History[change | change source]

One of the ruins on Malden Island, with an archeologist

George Anson Byron, a British captain, discovered Malden Island on 30 July 1824.[2] He named it after Charles Robert Malden who was the first to land on the island. At the time of its discovery, the island was uninhabited, but there were ruins. Archeologists discovered that the island was inhabited by between 100 and 200 Polynesians, a few centuries earlier.

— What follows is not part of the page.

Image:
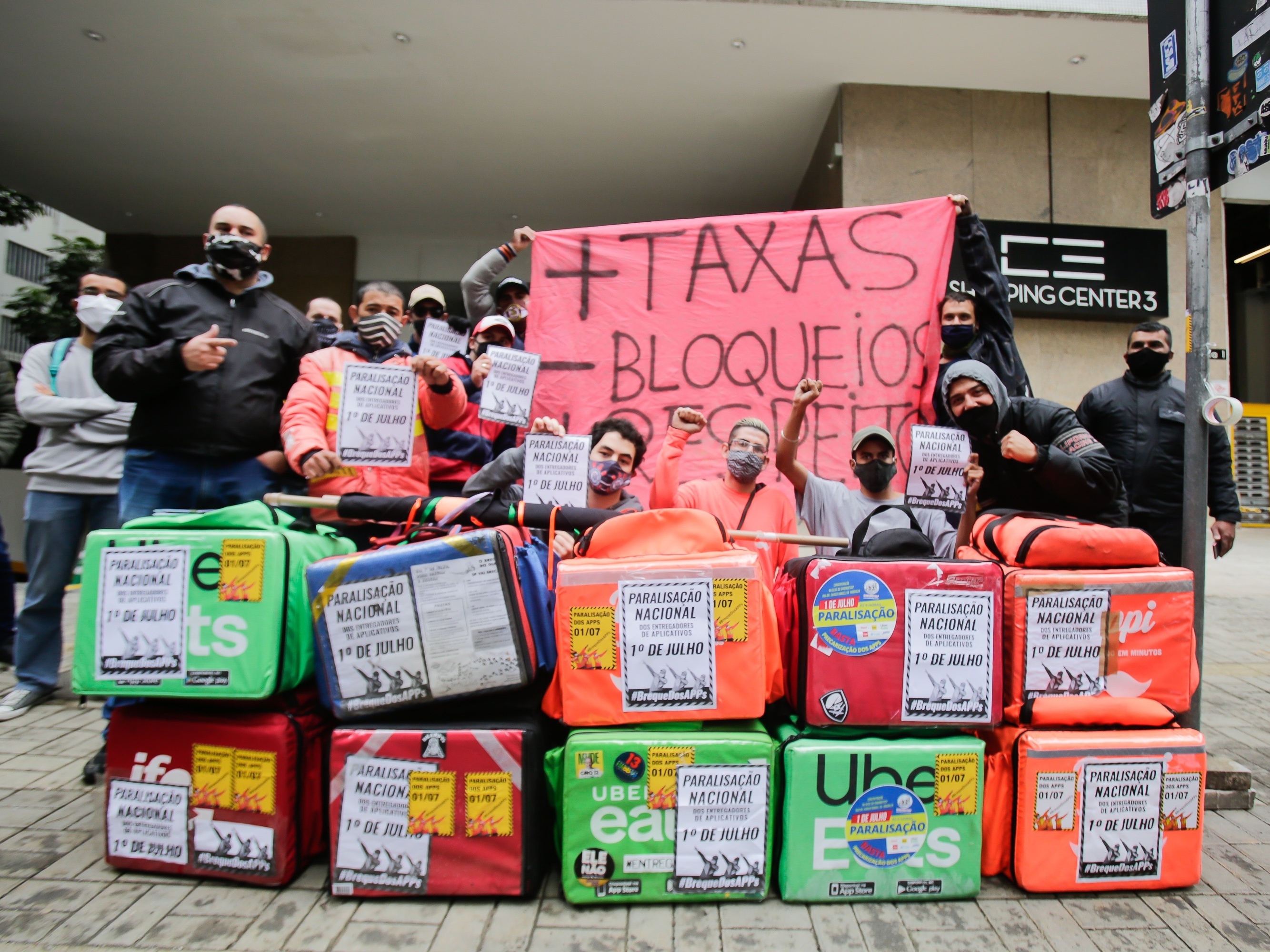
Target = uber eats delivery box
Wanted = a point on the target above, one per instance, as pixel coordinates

The ancient stone structures are located around the beach ridges. Most of them are on the north and south sides. Overall, twenty-one sites are known. Three of them are larger than the others. They can be found on the northwest side of the island. The sites are either temples, houses or graves. The temple ruins are referred to as marae. Similar marae have also been found on other islands, such as Raivavae, one of the Austral Islands.

The inhabitants had also made wells, but later settlers found them to be dry, or too salty.[3]

In 1828, guano was discovered on the island. In 1856, the United States wanted to get the Island, but Australian firms had already started to mine the guano deposits. Guano mining stopped about 1927. In 1956 and 1957, Great Britain tested H-bombs on the island. The tests were called Operation Grapple.

References[change | change source]

  1. Protected Areas Programme: Malden Island. Retrieved on 7 July 2008.
  2. Some sources incorrectly give 29 July as the date of discovery, e.g. Edwin H. Bryan, Jr. (1942). American Polynesia and the Hawaiian Chain. Tongg Publishing Company. p. 132.
  3. Bryan, E.H. Malden Island. Archived 2009-03-02 at the Wayback Machine Retrieved on 7 July 2008.